Close Up of Sally's Frightened Eye

Equally as crucial and often overlooked is the film’s sound design. Watching the film on mute is enough to make you fear traveling into small town America, but Hooper and Wayne Bell’s industrial sludge soundtrack and effects mix also superbly evokes a sense of terror. There’s plenty of info floating around the web regarding Hooper’s creative production techniques, and I think his work on the sound of the film deserves more attention. There are also a handful of folk songs from local musicians that serve as false indicators of security and normalcy when they crop up diegetically in the film.

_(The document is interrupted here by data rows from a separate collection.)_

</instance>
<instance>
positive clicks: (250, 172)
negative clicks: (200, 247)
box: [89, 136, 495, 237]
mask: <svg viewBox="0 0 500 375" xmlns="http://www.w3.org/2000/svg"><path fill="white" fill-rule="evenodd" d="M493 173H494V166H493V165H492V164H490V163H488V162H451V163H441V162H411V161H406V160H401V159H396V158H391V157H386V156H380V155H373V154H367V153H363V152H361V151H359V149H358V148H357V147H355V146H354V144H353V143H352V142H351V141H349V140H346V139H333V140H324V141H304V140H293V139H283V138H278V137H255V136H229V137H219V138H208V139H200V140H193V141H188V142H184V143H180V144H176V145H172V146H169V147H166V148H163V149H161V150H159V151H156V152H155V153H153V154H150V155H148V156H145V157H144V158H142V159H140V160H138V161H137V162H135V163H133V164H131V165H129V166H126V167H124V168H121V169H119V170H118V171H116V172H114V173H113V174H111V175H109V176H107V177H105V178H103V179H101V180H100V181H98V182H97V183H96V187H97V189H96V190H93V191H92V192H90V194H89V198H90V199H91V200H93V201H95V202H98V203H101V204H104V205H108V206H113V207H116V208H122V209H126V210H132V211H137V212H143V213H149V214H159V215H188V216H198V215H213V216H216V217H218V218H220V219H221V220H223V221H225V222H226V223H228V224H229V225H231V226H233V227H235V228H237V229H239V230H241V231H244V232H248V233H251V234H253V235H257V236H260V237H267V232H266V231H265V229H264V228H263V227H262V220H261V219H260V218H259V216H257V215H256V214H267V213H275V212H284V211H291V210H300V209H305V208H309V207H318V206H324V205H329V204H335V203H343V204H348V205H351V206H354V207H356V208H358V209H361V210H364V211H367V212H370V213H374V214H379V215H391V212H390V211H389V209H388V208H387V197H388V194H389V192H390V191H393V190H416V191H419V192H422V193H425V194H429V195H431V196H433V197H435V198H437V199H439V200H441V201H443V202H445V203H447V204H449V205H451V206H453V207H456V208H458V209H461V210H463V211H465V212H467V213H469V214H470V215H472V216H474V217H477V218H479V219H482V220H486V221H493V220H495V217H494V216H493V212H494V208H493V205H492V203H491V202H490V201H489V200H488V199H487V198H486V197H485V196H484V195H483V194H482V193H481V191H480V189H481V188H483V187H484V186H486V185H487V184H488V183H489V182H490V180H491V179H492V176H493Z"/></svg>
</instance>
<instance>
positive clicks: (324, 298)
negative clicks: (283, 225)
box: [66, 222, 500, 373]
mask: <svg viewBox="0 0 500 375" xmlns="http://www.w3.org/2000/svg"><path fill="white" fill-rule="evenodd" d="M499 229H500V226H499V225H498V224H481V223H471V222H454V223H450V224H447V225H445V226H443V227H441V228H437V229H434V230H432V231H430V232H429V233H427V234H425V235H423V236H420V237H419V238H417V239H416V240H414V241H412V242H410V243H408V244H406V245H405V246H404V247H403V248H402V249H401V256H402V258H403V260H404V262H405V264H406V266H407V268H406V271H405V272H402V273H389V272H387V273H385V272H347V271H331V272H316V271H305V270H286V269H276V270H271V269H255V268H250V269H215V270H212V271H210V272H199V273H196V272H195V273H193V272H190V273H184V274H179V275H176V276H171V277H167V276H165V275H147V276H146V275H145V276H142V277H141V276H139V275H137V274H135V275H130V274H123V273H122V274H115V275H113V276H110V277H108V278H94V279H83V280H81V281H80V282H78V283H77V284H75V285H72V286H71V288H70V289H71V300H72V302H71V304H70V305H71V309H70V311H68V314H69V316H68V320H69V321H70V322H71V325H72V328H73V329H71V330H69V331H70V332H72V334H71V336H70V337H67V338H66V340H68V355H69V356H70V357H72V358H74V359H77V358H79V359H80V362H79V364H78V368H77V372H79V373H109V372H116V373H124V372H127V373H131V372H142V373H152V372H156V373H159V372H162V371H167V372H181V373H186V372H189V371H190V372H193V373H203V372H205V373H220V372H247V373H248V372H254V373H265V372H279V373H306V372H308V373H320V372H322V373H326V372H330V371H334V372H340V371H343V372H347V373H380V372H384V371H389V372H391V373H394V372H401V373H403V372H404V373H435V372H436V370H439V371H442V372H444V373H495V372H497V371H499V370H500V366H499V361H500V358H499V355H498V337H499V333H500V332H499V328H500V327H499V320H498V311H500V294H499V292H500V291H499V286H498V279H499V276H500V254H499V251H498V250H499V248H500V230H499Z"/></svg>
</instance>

Divisive at the time of release, The Texas Chainsaw Massacre broke all sorts of filmmaking rules to varying effect and wrote a playbook for an entire genre that has only rarely matched its success. Leatherface has become a preeminent icon of horror and has served as the archetype for many silent, masked imitators (Michael Myers from Halloween, Jason from Friday the 13th). If you haven’t seen it, don’t be fooled into thinking that it won’t be scary because it’s old. That might have been true of films of the preceding decades, but this one is the real deal—macabre set design, a legendary character, and great directing from Hooper make it a seminal horror film. It was a daring achievement in its time, and remains a weird, harrowing experience that tops most of the lesser films that have tried to replicate its success.


1. Leatherface actually wears three masks. Since he’s basically incapable of speech, his masks and mannerisms are how he conveys his thoughts. He has a killing mask for, uh, killing, a feminine mask for domestic chores, and a smiling mask for when he’s happy.